This interview has been edited for length and clarity.
Debt Free Justice: Jessica, can you please tell us what you do?
Jessica Feierman: I'm the Senior Managing Director at Juvenile Law Center. We're a national organization fighting for rights, dignity, equity, and opportunity for youth, particularly focusing on young people who are in or at risk of entering the justice and child welfare systems.
DFJ: Can you explain juvenile fees and fines to a lay audience?
Jessica: The juvenile or criminal legal system often takes money from young people and their families. For example, when a child enters the juvenile justice system, they or their family members may be required to pay for the cost of being in court, for the cost of being on probation, for the cost of incarceration.
There are an almost infinite number of ways states take money from children.
DFJ: What's the average amount of debt?
Jessica: We don't have clear information on the average amount that young people incur. We do know it varies widely: some young people may be asked to pay small amounts of money, but far too many can face debt of thousands and thousands of dollars to the court system.
DFJ: When it comes to the timeline, when do young people start incurring fees?
Jessica: The first moment when a young person can incur a fee is when they learn that they have to go to court and they're looking for a public defender. In some places, young people may actually be required to pay an application fee just to seek the help of an attorney. This is true even though every person is entitled to a right to counsel by the Constitution.
DFJ: One has to pay for a public defender?

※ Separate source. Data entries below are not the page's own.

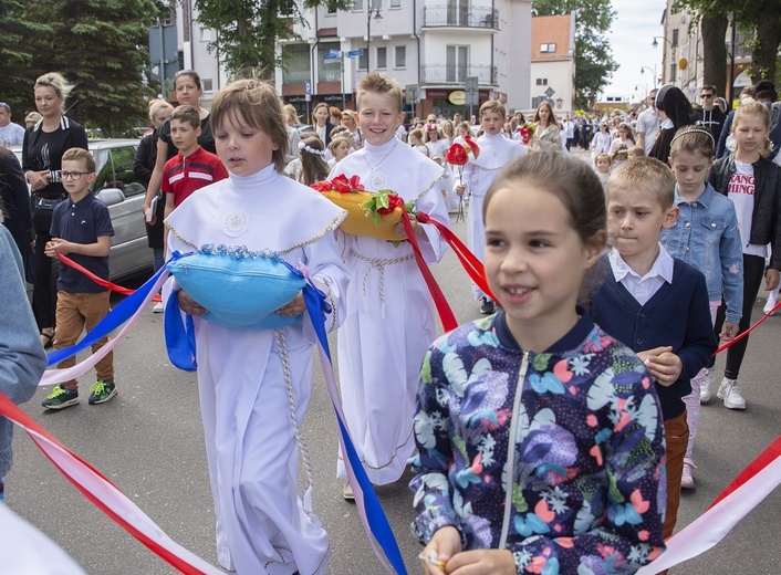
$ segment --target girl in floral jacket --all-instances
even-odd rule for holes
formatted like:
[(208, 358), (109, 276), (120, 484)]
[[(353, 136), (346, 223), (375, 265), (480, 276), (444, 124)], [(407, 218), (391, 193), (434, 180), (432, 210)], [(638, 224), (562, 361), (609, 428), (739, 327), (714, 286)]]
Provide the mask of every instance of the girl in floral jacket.
[(420, 376), (424, 572), (633, 573), (664, 550), (664, 430), (652, 376), (576, 306), (602, 186), (576, 158), (528, 155), (483, 215), (502, 311), (437, 339)]

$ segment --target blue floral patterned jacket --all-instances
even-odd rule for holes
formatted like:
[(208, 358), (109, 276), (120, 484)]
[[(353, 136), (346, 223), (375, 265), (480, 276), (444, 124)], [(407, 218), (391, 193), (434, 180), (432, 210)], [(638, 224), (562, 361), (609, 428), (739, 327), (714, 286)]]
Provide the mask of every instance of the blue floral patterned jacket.
[(518, 573), (579, 575), (634, 573), (665, 548), (655, 386), (585, 313), (542, 354), (518, 347), (503, 313), (444, 335), (414, 426), (424, 544), (452, 525), (465, 550), (508, 548)]

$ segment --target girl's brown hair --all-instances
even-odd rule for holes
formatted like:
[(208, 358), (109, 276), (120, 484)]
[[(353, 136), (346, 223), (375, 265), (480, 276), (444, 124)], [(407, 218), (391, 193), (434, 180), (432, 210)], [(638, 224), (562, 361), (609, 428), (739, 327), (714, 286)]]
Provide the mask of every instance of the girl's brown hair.
[(232, 122), (246, 124), (263, 132), (273, 145), (271, 159), (274, 169), (283, 174), (285, 150), (288, 149), (288, 123), (282, 109), (282, 101), (268, 82), (250, 77), (231, 82), (220, 90), (211, 101), (211, 129), (217, 136), (222, 124)]

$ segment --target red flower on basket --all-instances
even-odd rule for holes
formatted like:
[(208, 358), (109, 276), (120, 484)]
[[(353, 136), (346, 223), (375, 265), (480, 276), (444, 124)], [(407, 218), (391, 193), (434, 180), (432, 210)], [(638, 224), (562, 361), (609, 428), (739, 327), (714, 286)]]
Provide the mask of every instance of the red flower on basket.
[(523, 145), (528, 145), (529, 140), (531, 137), (534, 135), (534, 125), (533, 124), (523, 124), (520, 128), (521, 132), (521, 139), (523, 140)]

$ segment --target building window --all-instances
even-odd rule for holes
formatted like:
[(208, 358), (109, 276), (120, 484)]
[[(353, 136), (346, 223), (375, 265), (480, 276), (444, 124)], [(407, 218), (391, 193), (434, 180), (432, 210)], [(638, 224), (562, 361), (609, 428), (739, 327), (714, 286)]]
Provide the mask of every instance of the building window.
[(385, 46), (377, 49), (377, 67), (379, 70), (388, 67), (388, 49)]
[(396, 46), (396, 67), (407, 67), (407, 46)]
[(446, 81), (467, 81), (469, 75), (469, 46), (447, 46)]
[(342, 61), (339, 58), (325, 60), (323, 56), (332, 50), (339, 50), (339, 42), (321, 42), (317, 45), (317, 81), (339, 82), (342, 80)]
[(283, 44), (282, 62), (283, 84), (300, 84), (312, 79), (309, 44)]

Jessica: The Constitution makes clear that every person has a to a counsel. Most states ensure this right by providing public defenders. If you can't afford one, one will be provided for you. But all across the country, children or their families are being asked to pay to apply for a public defender, or they're being told, we'll give you a public defender, but your family must reimburse us afterward. In fact, some parents are telling children, “You can't get a lawyer in court because I can't afford it. I need to pay for groceries. I need to pay to get to work.” They just don't have the money to afford it.
DFJ: Tell us about your juvenile justice work.
Jessica: I've been working in the juvenile justice field since 20006 – but I didn’t start working on fees and fines until 2015. Around that time, I heard young people in my community in Philadelphia saying, I have some kind of money that I owe, and if I can't pay it, I have to go to court. I started looking into the problem, and that led to the publication and release of our report Debtors Prison for Kids. After examining laws and practices in all 50 states and hearing from attorneys and young people across the country, we found that this was an incredibly huge problem nationally. That report gained national attention and helped lead to the Debt Free Justice campaign underway today.
With the rest of the members of the Debt Free Justice team, I'm working in states across the country to change these laws so youth and families don’t have to face justice system debt. We support the state and local leadership, young people and family members leading the charge, local advocacy organizations who are trying to abolish this practice. We work on legislative and grassroots campaigns, so that young people and their families can be free of these burdens. I also research new areas of law and practice so that we can deepen our understanding of how money shapes peoples’ experiences with the legal system.
DFJ: And what do you say to someone just learning about this practice and wanting to help change the system?
Jessica: There's a role for everyone in this. Legislatures are willing to change the law on this, whether it's in a red state or a blue state. People can speak out about it and can write to their representatives. They can write op-eds about it. They can connect with us, and we can connect them with ongoing campaigns in their states.
DFJ: What does Debt Free Justice mean to you?
Jessica: No young person should don't go to court and come home and find out that the government has taken money from them and their family members. It's also part of a larger movement to ensure that young people are given the opportunity to grow up, to thrive in their homes and their communities, rather than facing harmful court involvement.